Outside, she felt that it was light. She felt the bright whiteness of a cloud covered sky infiltrate the room with its sense of urgency. Light being the indicator of action, the time to drive and work and run errands. But she sat and held his stare and practiced moving against the rules of nature. Light was to see his smile. Light was to see the contour of his flesh expand from thigh to chest. Light was needed for holding his gaze.
When the dark would come, perhaps then she would rise and take the memories of his smile with her. She would dress, covering her white panties and sculpting her breasts into more recognizable shapes. She would find her shoes and pull up her mismatched socks and head out into the night. She would drive, up the hills that overlooked a sleeping city and insistent street lamps buzzing for the attention of moths. She would drive in silence, holding the scent of him on her mouth until she found the small house
tucked into the curve of the street. She would wait in her car, listening for the sounds of other approaching cars and then, after determining she was all alone under a cloud-covered black night, she would exit and walk across the street, entering her small room. She was then ready for a new round of work to begin.
Tuesday, July 15, 2008
Fruit Holder

Among wheelbarrows of apples, oranges, green grapes and promises of sweet, juicy refreshment…there is a lady, disguised as a man. She opens her coat and reveals the translucent spherical fruit. The size of cherries, they hang from two thin green threads, each strand hanging from her nipples like jeweled grapes from a vine. Within the small fruit, I see flashing pictures and flickering colors. Each little ball a world within itself, displaying its own show, its own version of reality. Faces morph from one to the other, colors blend and turn into futuristic vistas of silver and gold. I watch, I stand still before a dozen clear fruits projecting images above the flesh of a woman with a bearded face. The streets are crowded, housewives and young girls navigate the thin alleyways, doing their best to avoid collisions with other housewives at every turn. They carry bananas and fish, watermelons and household cleaners. None carry the clear flickering fruit. None look in our direction, none see a man-woman with an open red coat, revealing elongated breasts and strands of fruit universes. A glass coating seems to cover us. I feel no heat from the sun, no cool breeze of the ocean wind. There are people on the periphery of my attention, but there is no sound. No voices from moving lips, no barks from the roaming stray dogs, no cries from the many babies strapped to sturdy backs. The woman-man watches me, holds my eyes with her own. He looks up, into the direction of the would-be warm sun. The small fruits begin to synchronize…the various flickering lights and images slowly begin to all turn a delicate shade of blue.
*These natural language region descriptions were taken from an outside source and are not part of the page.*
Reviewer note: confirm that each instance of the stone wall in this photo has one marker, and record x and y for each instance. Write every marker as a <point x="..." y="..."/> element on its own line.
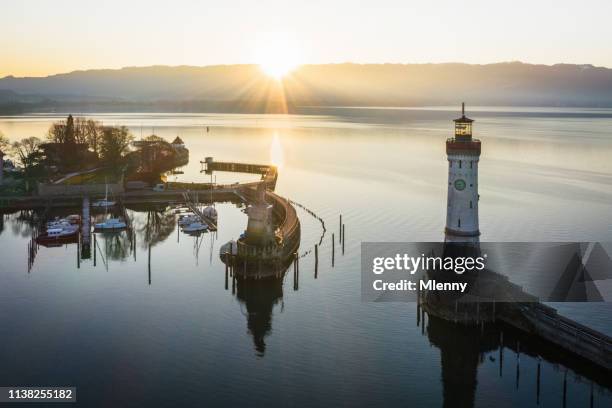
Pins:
<point x="80" y="189"/>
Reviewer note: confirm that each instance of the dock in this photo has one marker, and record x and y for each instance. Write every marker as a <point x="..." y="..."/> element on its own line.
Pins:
<point x="544" y="321"/>
<point x="193" y="206"/>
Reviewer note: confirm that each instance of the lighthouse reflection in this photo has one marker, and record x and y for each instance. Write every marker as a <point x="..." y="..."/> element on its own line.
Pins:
<point x="259" y="298"/>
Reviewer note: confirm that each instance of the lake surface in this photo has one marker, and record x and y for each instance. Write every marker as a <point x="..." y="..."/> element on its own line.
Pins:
<point x="177" y="336"/>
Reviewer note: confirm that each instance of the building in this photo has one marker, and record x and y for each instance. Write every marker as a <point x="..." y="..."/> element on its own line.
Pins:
<point x="463" y="154"/>
<point x="1" y="167"/>
<point x="178" y="143"/>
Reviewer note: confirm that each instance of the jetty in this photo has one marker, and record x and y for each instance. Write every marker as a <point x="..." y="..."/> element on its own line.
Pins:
<point x="194" y="207"/>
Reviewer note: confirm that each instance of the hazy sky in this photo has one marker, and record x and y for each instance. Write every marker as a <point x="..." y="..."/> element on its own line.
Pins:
<point x="45" y="37"/>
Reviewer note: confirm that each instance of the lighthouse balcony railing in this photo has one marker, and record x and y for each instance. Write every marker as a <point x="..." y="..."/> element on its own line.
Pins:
<point x="454" y="144"/>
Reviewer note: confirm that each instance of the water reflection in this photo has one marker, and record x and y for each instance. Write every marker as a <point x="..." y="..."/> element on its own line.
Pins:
<point x="259" y="298"/>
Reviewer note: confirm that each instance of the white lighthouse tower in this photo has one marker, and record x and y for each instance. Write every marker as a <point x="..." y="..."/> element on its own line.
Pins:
<point x="462" y="208"/>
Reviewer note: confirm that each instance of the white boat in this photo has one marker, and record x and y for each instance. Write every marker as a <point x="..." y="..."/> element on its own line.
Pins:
<point x="111" y="224"/>
<point x="210" y="212"/>
<point x="188" y="219"/>
<point x="195" y="227"/>
<point x="104" y="203"/>
<point x="58" y="232"/>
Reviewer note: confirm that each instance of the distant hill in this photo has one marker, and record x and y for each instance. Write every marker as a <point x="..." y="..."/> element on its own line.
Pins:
<point x="244" y="88"/>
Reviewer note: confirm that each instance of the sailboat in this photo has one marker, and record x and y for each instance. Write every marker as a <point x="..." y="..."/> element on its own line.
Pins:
<point x="111" y="224"/>
<point x="210" y="211"/>
<point x="106" y="202"/>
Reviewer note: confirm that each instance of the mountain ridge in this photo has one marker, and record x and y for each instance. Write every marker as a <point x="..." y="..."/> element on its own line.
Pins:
<point x="243" y="87"/>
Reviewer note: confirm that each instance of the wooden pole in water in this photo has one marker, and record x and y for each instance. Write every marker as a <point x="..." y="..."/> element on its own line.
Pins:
<point x="95" y="249"/>
<point x="565" y="389"/>
<point x="501" y="352"/>
<point x="538" y="375"/>
<point x="79" y="251"/>
<point x="226" y="270"/>
<point x="343" y="238"/>
<point x="316" y="260"/>
<point x="333" y="249"/>
<point x="149" y="263"/>
<point x="518" y="362"/>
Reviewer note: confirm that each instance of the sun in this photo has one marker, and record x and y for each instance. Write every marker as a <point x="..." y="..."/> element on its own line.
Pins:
<point x="277" y="56"/>
<point x="277" y="69"/>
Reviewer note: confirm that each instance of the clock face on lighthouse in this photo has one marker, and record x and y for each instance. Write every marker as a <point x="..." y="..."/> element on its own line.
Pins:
<point x="460" y="184"/>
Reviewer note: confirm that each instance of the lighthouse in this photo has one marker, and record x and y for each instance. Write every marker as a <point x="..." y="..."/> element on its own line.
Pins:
<point x="463" y="153"/>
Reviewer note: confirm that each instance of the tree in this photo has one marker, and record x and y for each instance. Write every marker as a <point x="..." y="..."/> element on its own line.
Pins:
<point x="114" y="145"/>
<point x="29" y="157"/>
<point x="4" y="143"/>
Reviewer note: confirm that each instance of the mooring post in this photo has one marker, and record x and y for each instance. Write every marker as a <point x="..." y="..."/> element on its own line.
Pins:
<point x="95" y="249"/>
<point x="149" y="263"/>
<point x="422" y="321"/>
<point x="333" y="248"/>
<point x="296" y="273"/>
<point x="226" y="271"/>
<point x="316" y="260"/>
<point x="501" y="352"/>
<point x="518" y="362"/>
<point x="538" y="375"/>
<point x="79" y="251"/>
<point x="343" y="238"/>
<point x="565" y="388"/>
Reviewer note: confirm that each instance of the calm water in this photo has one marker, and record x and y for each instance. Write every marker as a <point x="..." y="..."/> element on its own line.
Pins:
<point x="177" y="336"/>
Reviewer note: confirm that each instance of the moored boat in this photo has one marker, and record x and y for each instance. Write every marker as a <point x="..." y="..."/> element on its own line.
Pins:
<point x="111" y="224"/>
<point x="195" y="227"/>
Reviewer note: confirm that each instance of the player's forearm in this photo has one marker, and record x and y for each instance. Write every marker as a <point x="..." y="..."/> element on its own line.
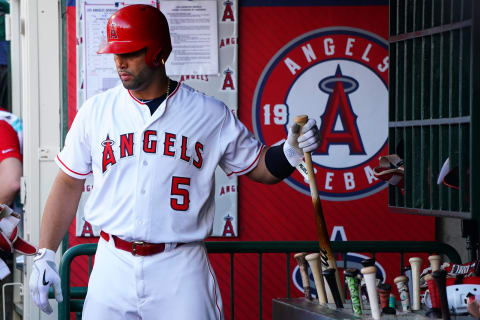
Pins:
<point x="261" y="172"/>
<point x="59" y="210"/>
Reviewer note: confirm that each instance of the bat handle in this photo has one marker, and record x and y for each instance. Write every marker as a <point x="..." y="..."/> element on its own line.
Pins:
<point x="301" y="121"/>
<point x="434" y="312"/>
<point x="416" y="263"/>
<point x="332" y="283"/>
<point x="402" y="286"/>
<point x="439" y="276"/>
<point x="435" y="261"/>
<point x="352" y="282"/>
<point x="315" y="265"/>
<point x="302" y="265"/>
<point x="369" y="274"/>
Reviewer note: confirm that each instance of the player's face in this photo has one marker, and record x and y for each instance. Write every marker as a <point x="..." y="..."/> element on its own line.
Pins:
<point x="134" y="72"/>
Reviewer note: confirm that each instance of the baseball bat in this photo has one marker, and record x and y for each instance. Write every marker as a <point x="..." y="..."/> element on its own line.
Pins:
<point x="369" y="274"/>
<point x="402" y="286"/>
<point x="439" y="276"/>
<point x="313" y="260"/>
<point x="302" y="264"/>
<point x="415" y="263"/>
<point x="353" y="286"/>
<point x="434" y="312"/>
<point x="326" y="252"/>
<point x="435" y="261"/>
<point x="329" y="275"/>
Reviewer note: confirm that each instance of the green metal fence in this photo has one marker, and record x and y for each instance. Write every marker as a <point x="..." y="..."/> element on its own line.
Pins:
<point x="73" y="297"/>
<point x="434" y="103"/>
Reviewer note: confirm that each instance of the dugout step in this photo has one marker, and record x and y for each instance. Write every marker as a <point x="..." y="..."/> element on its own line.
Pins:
<point x="302" y="309"/>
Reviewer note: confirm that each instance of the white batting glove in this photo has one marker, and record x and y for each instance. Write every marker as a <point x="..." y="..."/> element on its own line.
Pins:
<point x="297" y="144"/>
<point x="44" y="274"/>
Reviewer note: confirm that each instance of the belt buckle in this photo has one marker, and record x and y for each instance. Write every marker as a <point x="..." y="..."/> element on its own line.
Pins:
<point x="134" y="244"/>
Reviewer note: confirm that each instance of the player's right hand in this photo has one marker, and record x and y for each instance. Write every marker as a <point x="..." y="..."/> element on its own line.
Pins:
<point x="44" y="274"/>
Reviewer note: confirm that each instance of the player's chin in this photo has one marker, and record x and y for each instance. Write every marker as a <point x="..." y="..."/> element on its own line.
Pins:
<point x="129" y="85"/>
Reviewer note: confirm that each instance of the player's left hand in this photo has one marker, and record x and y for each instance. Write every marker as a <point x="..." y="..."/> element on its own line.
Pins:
<point x="44" y="274"/>
<point x="297" y="144"/>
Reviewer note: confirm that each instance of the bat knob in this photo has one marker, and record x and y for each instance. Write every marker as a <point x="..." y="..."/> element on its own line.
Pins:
<point x="301" y="119"/>
<point x="368" y="262"/>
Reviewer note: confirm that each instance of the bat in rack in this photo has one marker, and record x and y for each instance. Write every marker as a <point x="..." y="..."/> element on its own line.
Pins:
<point x="326" y="254"/>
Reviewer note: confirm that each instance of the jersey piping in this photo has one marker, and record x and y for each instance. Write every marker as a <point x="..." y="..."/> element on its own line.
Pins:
<point x="65" y="166"/>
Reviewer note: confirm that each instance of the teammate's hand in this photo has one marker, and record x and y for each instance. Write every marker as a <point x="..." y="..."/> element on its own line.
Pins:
<point x="44" y="274"/>
<point x="297" y="144"/>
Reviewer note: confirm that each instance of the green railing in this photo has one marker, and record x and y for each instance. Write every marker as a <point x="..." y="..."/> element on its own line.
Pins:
<point x="73" y="297"/>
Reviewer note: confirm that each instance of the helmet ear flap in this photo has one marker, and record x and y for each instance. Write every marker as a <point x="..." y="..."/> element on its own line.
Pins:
<point x="156" y="59"/>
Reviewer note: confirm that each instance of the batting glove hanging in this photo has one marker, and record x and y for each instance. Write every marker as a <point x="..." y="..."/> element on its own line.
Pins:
<point x="44" y="274"/>
<point x="297" y="144"/>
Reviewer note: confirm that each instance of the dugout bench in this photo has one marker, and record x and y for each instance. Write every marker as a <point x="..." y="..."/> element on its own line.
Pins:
<point x="73" y="297"/>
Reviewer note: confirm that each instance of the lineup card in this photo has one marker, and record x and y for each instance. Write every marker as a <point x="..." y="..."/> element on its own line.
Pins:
<point x="204" y="56"/>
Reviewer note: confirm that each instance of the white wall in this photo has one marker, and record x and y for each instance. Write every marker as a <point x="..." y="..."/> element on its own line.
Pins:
<point x="36" y="58"/>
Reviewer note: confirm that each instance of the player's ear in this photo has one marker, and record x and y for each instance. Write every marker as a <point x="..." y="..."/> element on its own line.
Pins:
<point x="158" y="60"/>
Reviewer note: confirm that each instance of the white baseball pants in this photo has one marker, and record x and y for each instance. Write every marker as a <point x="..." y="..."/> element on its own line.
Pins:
<point x="176" y="284"/>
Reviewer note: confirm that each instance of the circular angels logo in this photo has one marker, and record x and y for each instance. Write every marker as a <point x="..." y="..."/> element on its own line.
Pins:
<point x="337" y="76"/>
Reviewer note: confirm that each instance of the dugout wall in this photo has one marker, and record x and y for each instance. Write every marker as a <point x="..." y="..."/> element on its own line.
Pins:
<point x="434" y="109"/>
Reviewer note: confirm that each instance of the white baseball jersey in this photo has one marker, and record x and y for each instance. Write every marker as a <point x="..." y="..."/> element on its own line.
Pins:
<point x="154" y="174"/>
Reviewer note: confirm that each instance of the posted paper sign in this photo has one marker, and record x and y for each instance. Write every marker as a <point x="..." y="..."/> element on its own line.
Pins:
<point x="193" y="29"/>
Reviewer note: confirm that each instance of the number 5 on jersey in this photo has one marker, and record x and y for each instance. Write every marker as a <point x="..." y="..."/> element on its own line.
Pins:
<point x="181" y="200"/>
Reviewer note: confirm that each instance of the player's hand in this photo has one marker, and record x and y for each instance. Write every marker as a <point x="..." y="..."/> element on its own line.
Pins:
<point x="44" y="274"/>
<point x="297" y="144"/>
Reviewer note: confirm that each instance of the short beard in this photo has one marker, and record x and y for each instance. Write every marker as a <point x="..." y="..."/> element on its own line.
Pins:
<point x="140" y="81"/>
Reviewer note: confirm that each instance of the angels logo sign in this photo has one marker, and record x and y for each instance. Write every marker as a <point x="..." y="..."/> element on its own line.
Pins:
<point x="337" y="76"/>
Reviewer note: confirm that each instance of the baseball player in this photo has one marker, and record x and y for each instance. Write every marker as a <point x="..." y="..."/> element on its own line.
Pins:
<point x="152" y="146"/>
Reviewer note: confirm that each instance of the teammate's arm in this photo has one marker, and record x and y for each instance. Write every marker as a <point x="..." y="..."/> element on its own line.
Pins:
<point x="10" y="173"/>
<point x="61" y="206"/>
<point x="278" y="162"/>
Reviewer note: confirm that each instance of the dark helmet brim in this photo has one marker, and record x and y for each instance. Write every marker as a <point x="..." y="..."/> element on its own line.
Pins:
<point x="120" y="47"/>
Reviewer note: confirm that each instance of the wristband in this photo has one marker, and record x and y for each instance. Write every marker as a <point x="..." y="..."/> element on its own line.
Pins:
<point x="277" y="163"/>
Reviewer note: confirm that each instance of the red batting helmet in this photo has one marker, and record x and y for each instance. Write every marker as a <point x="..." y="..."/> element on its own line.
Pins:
<point x="139" y="26"/>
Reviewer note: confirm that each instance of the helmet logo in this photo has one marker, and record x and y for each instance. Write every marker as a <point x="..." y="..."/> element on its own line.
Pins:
<point x="113" y="31"/>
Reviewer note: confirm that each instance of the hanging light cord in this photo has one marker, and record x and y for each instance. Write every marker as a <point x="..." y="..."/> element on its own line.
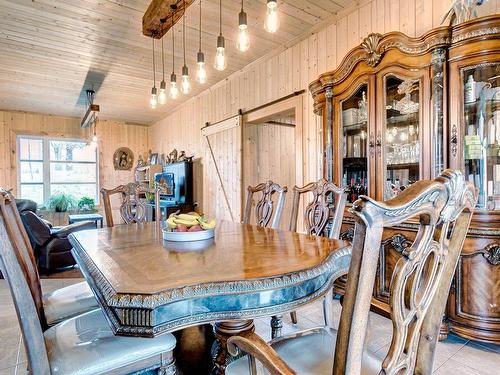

They begin to pulse, slowly at first, but glowing faster, moving in more rapid intervals by the second. Light blue, dark blue, light, dark, faster and faster, the colors pulse interchangeably, become more ferocious and alive. Ta, Ta, TA...they move to an inaudible beat while the colors morph into an electric blue brilliance, the color moves so quickly it seems to be stagnate, one extended color of brilliance; but it vibrates with a radiance that has reached into the depths of my heart and pulled out the silent kernel that has been watching attentively.